Beatrix Apperson said teachers were not being accounted for by those who advocated for their children to return to full in-person school.
And Old Hammondtown 6th grade teacher Sara Jacobson said it was unfair to compare Mattapoisett to other school districts like Fairhaven and Acushnet who have had more in-person learning opportunities for young students than Old Rochester.
But parents who want their children back in school full-time were still unsatisfied.
“I wanna really challenge the committee here as to whose interests you’re really serving,” Kearny Klein said.
Parents of Mattapoisett Concerned, a coalition seeking for the return to full-in person school for young elementary students, echoed the sentiment.
“This is unacceptable,” said parent Stephanie Clark of the committee's inaction on a return plan. “I’m asking the school committee to do what’s best for the parents and the constituents.”
Michael Kwoka, another Mattapoisett Concerned parent, was repeatedly muted in the virtual meeting by the committee over his comments.
He began by criticizing Muse over his handling of the three minutes allotted to each person for public comment. During public comment, Muse read a letter from Old Rochester Regional School Committee member Frances Kearns advocating for continued safety measures in buildings, which also cited the differing effects the pandemic has had on white students and students of color. The letter was read by Muse and treated as a public comment. But when three minutes had passed, Muse kept reading in order to finish the letter. The same grace period was not afforded to parents advocating for their children’s return to full in-person school.
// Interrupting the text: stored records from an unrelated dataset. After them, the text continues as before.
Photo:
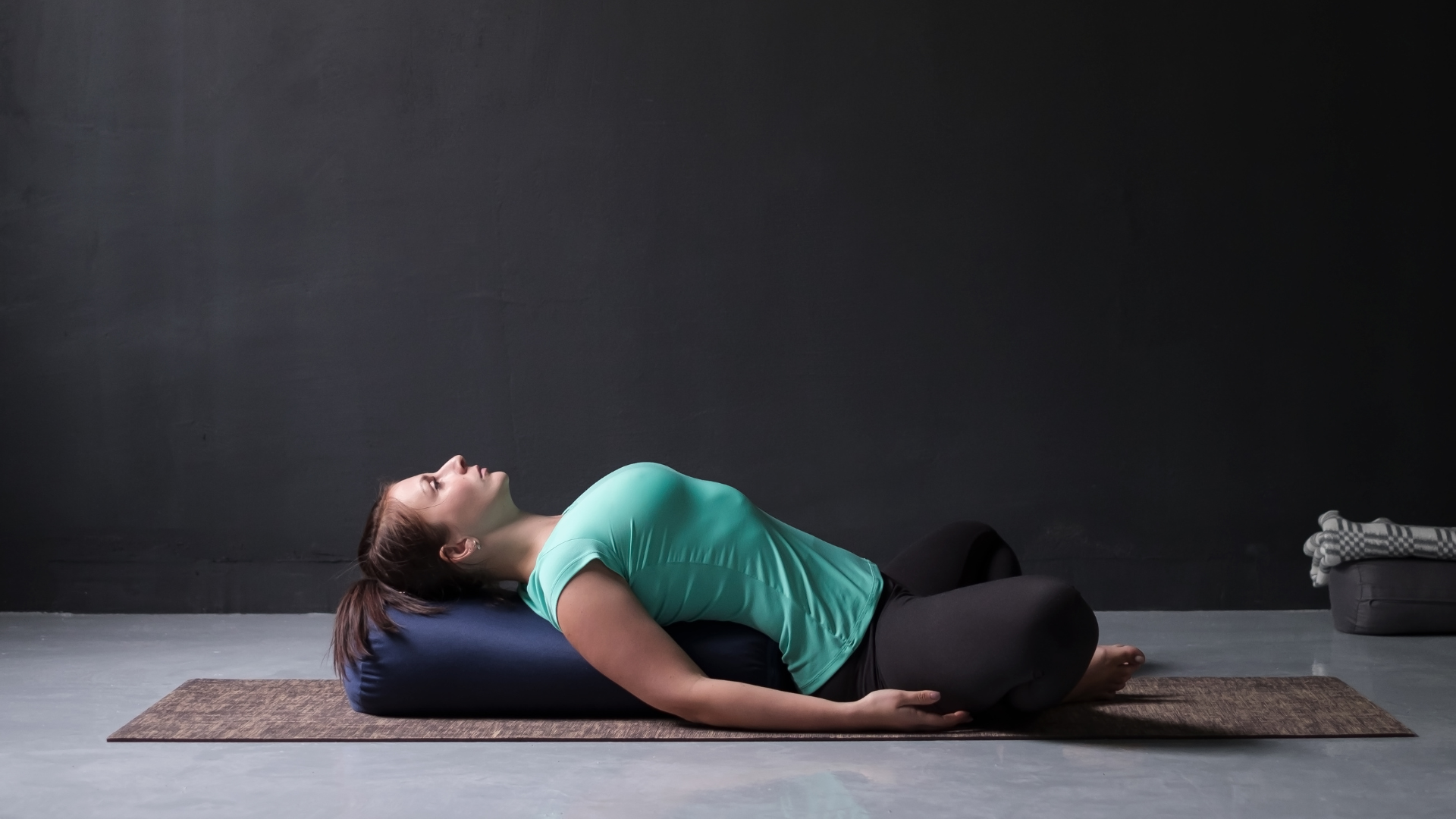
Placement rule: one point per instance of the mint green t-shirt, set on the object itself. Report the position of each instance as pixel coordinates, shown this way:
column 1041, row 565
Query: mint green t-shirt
column 696, row 550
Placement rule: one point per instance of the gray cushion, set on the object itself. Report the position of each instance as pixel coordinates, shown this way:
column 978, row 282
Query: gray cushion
column 1394, row 596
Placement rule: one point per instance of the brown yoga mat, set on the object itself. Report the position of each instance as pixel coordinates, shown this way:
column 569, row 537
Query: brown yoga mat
column 1169, row 707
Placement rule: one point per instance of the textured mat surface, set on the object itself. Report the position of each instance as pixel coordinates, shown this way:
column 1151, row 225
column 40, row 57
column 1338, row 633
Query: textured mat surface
column 315, row 710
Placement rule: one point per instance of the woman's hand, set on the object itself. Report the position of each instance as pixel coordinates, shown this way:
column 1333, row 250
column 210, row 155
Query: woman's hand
column 890, row 708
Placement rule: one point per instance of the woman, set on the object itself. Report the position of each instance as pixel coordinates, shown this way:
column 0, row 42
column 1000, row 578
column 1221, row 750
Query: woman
column 948, row 630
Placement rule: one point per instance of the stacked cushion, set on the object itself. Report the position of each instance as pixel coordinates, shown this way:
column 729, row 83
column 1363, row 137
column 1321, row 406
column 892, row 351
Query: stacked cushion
column 1394, row 596
column 487, row 657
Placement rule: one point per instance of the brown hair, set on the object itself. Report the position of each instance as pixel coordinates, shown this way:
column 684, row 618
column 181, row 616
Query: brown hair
column 400, row 557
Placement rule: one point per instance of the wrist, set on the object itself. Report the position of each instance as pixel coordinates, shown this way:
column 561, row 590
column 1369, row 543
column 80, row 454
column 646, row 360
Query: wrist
column 852, row 716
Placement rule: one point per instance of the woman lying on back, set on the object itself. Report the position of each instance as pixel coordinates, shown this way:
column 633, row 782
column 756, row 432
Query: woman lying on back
column 949, row 629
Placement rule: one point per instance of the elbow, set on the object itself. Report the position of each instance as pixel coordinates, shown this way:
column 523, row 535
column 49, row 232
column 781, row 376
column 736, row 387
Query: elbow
column 692, row 703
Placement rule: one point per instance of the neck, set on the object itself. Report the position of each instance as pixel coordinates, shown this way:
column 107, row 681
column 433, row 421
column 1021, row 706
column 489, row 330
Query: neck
column 511, row 547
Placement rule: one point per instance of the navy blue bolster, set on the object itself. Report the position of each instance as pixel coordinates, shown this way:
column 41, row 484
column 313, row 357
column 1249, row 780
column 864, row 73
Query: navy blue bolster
column 501, row 659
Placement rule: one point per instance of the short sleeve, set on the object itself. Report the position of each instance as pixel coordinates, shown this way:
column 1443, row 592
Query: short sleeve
column 555, row 567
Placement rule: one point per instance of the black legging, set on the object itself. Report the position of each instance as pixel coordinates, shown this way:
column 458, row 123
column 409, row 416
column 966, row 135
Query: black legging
column 960, row 618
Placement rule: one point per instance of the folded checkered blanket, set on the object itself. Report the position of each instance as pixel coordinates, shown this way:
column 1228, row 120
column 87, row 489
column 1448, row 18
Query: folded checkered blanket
column 1341, row 541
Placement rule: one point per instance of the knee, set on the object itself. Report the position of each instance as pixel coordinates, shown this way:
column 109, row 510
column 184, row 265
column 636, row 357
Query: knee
column 1057, row 611
column 967, row 531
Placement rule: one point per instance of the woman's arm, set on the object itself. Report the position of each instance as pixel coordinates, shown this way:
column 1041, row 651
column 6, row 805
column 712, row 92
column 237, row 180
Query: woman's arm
column 604, row 621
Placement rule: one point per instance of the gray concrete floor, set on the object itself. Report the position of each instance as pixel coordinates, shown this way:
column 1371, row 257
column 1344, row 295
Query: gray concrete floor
column 69, row 681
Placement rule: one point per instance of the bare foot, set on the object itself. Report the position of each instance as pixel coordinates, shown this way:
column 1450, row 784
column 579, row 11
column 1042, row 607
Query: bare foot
column 1109, row 672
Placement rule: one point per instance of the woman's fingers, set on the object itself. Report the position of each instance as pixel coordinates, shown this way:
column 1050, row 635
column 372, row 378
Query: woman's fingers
column 921, row 697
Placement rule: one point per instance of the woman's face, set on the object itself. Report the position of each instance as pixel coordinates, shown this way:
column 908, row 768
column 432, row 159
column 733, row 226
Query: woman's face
column 463, row 499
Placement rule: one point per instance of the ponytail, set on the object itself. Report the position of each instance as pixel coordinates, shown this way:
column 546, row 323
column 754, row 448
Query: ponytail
column 367, row 602
column 400, row 556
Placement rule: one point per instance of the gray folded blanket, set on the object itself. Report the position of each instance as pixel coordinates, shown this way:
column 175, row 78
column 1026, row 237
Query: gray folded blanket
column 1341, row 541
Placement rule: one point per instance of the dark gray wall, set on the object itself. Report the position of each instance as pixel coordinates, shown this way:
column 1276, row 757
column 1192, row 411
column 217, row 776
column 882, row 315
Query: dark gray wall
column 1145, row 286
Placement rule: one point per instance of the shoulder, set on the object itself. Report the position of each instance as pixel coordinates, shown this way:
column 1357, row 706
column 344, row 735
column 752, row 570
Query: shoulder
column 637, row 477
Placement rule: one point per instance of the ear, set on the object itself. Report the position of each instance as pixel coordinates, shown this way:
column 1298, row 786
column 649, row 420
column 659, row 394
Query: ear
column 457, row 550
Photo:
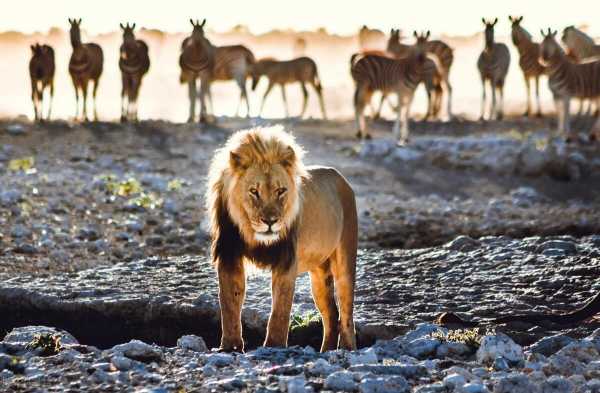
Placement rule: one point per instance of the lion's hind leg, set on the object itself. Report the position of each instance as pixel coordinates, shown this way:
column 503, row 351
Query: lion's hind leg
column 321, row 281
column 343, row 267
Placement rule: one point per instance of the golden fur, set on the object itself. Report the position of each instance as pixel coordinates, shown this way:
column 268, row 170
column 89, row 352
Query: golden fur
column 268, row 209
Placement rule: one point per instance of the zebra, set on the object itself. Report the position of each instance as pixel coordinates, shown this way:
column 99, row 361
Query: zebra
column 85, row 66
column 581, row 47
column 41, row 71
column 301, row 69
column 134, row 63
column 233, row 62
column 529, row 52
column 443, row 56
column 493, row 66
column 567, row 79
column 400, row 76
column 197, row 60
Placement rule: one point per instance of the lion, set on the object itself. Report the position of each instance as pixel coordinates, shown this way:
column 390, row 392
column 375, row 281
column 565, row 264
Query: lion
column 267, row 209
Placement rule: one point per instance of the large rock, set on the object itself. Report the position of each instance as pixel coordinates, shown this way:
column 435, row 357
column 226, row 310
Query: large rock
column 139, row 350
column 499, row 345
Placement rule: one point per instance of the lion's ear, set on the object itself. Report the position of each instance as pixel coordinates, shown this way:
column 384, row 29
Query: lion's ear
column 288, row 159
column 235, row 160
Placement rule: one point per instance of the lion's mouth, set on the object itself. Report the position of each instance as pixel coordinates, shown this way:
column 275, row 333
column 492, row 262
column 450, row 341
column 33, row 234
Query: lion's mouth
column 266, row 237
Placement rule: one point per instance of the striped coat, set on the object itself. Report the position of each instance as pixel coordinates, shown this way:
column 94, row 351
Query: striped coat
column 493, row 66
column 400, row 76
column 443, row 56
column 568, row 80
column 580, row 45
column 41, row 72
column 134, row 63
column 197, row 60
column 85, row 66
column 529, row 53
column 302, row 70
column 233, row 62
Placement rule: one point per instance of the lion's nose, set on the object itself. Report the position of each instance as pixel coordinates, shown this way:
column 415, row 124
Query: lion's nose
column 269, row 221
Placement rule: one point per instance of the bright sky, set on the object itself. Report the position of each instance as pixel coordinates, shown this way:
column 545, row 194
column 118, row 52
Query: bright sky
column 455, row 17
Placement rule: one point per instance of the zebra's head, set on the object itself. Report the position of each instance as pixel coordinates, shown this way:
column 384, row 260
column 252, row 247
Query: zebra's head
column 518, row 33
column 198, row 31
column 128, row 34
column 489, row 31
column 420, row 47
column 75, row 31
column 549, row 48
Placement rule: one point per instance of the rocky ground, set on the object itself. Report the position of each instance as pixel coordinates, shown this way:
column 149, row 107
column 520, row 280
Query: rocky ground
column 102, row 234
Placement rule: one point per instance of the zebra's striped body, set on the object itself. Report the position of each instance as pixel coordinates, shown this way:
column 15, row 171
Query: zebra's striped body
column 568, row 80
column 85, row 66
column 197, row 60
column 493, row 66
column 400, row 76
column 436, row 76
column 529, row 53
column 580, row 45
column 41, row 71
column 302, row 70
column 233, row 63
column 134, row 63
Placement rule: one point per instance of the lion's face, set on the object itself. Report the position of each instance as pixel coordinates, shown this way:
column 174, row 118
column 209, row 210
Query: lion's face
column 268, row 198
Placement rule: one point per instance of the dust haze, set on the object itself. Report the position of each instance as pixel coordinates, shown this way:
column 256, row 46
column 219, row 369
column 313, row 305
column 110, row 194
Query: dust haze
column 162, row 96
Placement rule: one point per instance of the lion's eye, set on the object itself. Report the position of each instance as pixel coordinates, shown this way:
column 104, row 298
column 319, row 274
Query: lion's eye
column 281, row 191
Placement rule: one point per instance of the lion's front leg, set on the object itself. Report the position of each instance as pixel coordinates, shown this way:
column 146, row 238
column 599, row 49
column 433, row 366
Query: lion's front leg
column 283, row 284
column 232, row 290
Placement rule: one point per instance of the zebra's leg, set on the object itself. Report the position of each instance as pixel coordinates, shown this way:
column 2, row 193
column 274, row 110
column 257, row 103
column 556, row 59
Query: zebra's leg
column 396, row 129
column 76, row 100
column 204, row 86
column 483, row 99
column 405, row 131
column 287, row 112
column 262, row 105
column 528, row 88
column 494, row 109
column 244, row 95
column 305, row 99
column 51, row 99
column 84, row 90
column 319, row 89
column 192, row 97
column 537, row 96
column 361, row 97
column 34, row 99
column 501, row 103
column 449, row 93
column 124, row 100
column 94, row 96
column 377, row 114
column 566, row 119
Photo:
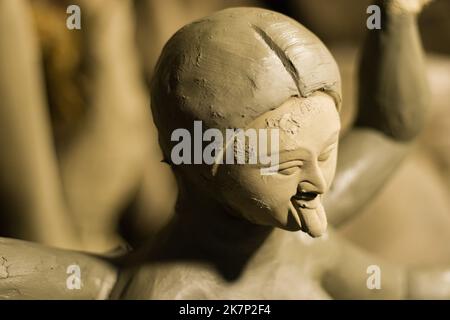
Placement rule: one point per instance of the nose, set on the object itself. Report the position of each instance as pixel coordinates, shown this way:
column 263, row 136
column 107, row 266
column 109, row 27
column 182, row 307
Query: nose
column 313, row 180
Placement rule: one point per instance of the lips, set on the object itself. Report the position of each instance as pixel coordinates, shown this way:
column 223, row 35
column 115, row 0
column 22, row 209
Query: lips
column 309, row 213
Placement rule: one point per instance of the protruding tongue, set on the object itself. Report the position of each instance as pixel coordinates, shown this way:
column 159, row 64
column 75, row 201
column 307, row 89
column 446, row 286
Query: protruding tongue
column 312, row 216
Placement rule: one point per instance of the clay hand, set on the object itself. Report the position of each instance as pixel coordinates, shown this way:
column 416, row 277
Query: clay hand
column 406, row 6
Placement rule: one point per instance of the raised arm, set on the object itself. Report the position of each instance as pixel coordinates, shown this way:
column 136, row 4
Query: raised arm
column 392, row 109
column 355, row 274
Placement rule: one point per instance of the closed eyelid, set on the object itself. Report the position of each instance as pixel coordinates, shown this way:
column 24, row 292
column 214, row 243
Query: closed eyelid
column 291, row 164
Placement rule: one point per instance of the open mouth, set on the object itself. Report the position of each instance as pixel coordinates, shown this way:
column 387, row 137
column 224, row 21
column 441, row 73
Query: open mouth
column 309, row 213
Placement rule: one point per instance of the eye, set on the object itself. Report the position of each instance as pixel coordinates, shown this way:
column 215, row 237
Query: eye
column 326, row 154
column 290, row 168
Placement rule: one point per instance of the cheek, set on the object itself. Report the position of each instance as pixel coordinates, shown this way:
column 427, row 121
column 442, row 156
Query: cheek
column 329, row 168
column 260, row 196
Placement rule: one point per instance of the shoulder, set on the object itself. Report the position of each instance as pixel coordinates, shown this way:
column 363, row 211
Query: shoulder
column 170, row 280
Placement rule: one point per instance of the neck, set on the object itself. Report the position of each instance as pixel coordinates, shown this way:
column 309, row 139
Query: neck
column 205, row 229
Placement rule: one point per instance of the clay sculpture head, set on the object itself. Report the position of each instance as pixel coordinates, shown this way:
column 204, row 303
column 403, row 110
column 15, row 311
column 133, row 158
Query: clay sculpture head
column 251, row 68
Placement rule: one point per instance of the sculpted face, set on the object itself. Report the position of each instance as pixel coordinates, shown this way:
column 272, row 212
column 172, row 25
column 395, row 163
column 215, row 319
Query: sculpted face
column 291, row 198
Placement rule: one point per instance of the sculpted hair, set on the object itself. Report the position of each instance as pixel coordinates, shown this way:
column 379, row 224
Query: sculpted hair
column 233, row 66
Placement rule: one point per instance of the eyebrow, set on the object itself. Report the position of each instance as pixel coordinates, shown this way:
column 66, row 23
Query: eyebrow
column 334, row 138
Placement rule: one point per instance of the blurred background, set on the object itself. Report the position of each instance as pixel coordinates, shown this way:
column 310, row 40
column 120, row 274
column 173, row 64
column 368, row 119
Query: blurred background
column 80, row 165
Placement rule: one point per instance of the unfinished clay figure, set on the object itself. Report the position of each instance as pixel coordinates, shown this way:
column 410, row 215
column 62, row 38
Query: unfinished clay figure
column 238, row 234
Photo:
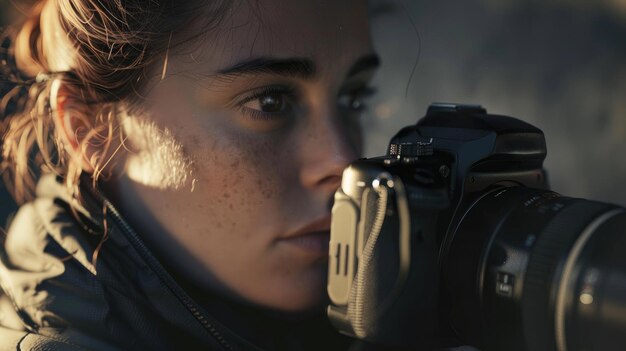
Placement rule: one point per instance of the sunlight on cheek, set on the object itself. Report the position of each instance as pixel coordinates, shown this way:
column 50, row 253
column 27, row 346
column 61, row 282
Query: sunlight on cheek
column 157, row 159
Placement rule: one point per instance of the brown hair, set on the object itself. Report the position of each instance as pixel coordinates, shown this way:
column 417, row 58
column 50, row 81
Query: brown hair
column 104, row 52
Kwoka was muted again when he reminded the meeting’s attendees to vote in upcoming school committee elections.
Muse said Kwoka and others were muted when their comments no longer pertained to direct policy items listed on the committee’s agenda.
At the meeting’s close, Muse said it was “unfortunate” that parents’ comments, which he perceived in some cases as personal attacks, were made before the return plan was approved. He added that the public was repeatedly told the committee was working on a solution.
Though, parents repeatedly called in prior meetings for further transparency on feasibility and decision-making processes regarding an in-person plan, and were not given the opportunity to hold their comments until the end of the Dec. 7 meeting.